"They All Laughed" (Peter Bogdanovich, 1981) There's something sweet and low-down about Peter Bogdanovich's "They All Laughed," a mid-summer night's urban romance-a-thon set to country music in the heart of New York City. Part detective story, part romance, part Altman-esque roundelay, part screwball comedy, it's another of those Bogdanovich love-letters to the style of old movies that reflected life through a rose-colored filter. It isn't life as it is, or life as it should be, but life as you'd want it to be, suffused with the pangs and dangers that new love energizes into life and makes it crisp. New York has never looked better, because it's seen through the eyes of a hopeless romantic--all of the excitement with none of the hassles. Would that the same were true of the various trysts and liaisons zipping through the movie.
"They All Laughed" also has a fresh feel to it, with a mix of movie veterans and spry new-comers (and some of the production crew) all intermingling and bringing some zing to the proceedings.

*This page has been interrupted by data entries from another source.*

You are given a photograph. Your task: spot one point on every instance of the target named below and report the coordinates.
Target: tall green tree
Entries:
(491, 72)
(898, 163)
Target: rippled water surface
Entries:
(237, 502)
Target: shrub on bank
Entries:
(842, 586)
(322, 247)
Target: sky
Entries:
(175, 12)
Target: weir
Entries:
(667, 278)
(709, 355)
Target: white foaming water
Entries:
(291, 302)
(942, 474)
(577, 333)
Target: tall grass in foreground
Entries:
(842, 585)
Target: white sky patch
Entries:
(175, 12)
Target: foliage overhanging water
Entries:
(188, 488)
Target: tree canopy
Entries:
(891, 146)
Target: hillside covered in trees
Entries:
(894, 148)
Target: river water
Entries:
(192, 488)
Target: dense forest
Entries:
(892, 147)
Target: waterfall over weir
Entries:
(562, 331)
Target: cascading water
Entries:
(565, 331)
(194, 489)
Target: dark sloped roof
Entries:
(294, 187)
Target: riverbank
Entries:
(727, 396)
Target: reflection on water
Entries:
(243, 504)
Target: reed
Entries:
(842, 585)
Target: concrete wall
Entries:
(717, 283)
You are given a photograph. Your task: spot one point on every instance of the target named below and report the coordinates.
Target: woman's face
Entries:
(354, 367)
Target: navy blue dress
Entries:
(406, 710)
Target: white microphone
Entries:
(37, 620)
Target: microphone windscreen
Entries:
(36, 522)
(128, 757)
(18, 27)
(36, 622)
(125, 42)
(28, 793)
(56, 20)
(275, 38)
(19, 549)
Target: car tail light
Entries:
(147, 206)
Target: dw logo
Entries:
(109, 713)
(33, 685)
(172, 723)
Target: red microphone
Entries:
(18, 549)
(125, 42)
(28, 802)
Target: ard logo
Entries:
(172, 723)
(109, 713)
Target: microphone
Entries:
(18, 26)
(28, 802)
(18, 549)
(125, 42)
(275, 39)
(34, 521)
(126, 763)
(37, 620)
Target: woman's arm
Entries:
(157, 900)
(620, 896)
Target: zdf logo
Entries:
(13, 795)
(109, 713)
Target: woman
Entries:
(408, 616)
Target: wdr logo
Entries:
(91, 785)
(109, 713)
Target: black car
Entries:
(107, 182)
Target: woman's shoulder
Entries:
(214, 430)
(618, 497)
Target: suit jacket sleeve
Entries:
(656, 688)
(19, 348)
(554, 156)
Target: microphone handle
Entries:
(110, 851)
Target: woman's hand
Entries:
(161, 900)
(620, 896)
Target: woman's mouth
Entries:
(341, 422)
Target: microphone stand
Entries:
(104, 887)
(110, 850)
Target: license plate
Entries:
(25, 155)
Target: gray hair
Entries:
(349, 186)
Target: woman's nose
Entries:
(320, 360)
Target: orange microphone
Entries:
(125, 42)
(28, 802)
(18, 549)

Ben Gazzara proves himself the best heir to Bogart for portraying tough guys with a tarnished heart of gold, and Audrey Hepburn is indescribably Audrey Hepburn, coquettishness shimmering through the worry-lines of experience. John Ritter fulfills the promise of a leading man capable of grace and ungraceful slapstick that was only hinted at in the leering farce of "Three's Company." Then there's the trio of model-actresses in various stages of crossing that dash--Colleen Camp, Patti Hansen, and the doomed Dorothy Stratten. Of the production staff, Blaine Novak, the film's co-screenwriter makes for an entertaining odd-ball/voice of reason, and producer George Morfogen plays, appropriately, a harried boss.
Gazzara, Ritter and Novak are all investigators for a Big Apple detective agency, and the first two are sent to trail two supposedly errant wives in the city, and before you can sing "Laura is the face in the misty light," the stalking has turned to love...completely the opposite from what you'd expect in New York City.
Put aside the on-set intrigues and backstage stories, "They All Laughed" is a sweet-spirited romp. The country-western music dates it a bit, and a sad nostalgia permeates it now. But it's one of the best of Peter Bogdanovich's productions that doesn't retreat into the past to garner its graces. And with his mixed cast of professionally-minded veterans and star-crossed amateurs, he probably felt more freedom working on this film than three of his previous elephantine-proportioned ones ("Daisy Miller," "At Long Last Love" and "Nickelodeon"). Certainly with his guerrilla crew (working without permits) led by Wim Wenders DP Robby Muller, the film has the energy and snap of what one would consider an indie hit these days. But in 1981, critics and industry folk had the knives out for Bogdanovich, making this an overlooked gem--a true labor of love in a medium that held a lot of heart-break for the director.